Particularly for patients who will receive chemoradiotherapy, acute toxicity of treatment can be significant, marked by profound mucositis. For patients who present with significant weight loss or swallowing dysfunction, or for patients whose radiation plan involves a large field of mucosa with anticipated significant mucositis, prophylactic gastrostomy tube placement is recommended. Even without these risk factors, close nutritional follow-up and support may be beneficial.

In addition, assessment of speech and swallowing is indicated for patients who either present with deficits or who are expected to have deficits following local control. A careful dental examination prior to therapy also offers the opportunity to treat caries and improve hygiene in mucosal areas that may be compromised during treatment.

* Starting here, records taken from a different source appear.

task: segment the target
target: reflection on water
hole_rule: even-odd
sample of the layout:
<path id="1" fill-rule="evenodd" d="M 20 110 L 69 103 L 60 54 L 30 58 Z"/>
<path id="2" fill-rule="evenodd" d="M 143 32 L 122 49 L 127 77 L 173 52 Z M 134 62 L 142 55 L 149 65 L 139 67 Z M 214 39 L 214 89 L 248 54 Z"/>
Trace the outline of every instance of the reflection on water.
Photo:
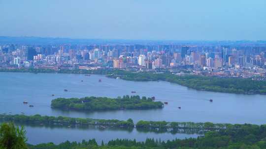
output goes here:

Finally, patients who develop significant mucositis should have aggressive pain control, as mucosal healing can take weeks or even months after radiation and especially after chemoradiation.

Late Effects

Treatment can have significant long-term effects, especially for children who receive radiation. These include endocrine effects, such as hypothyroidism in children who receive neck irradiation and hypopituitarism in children who receive radiation to the skull base; xerostomia and dental caries after salivary gland radiation; impaired bony growth; swallowing dysfunction and esophageal strictures; speech impairment; and a risk for secondary malignancies in the radiation field. Thus, careful long-term follow-up is indicated for these patients.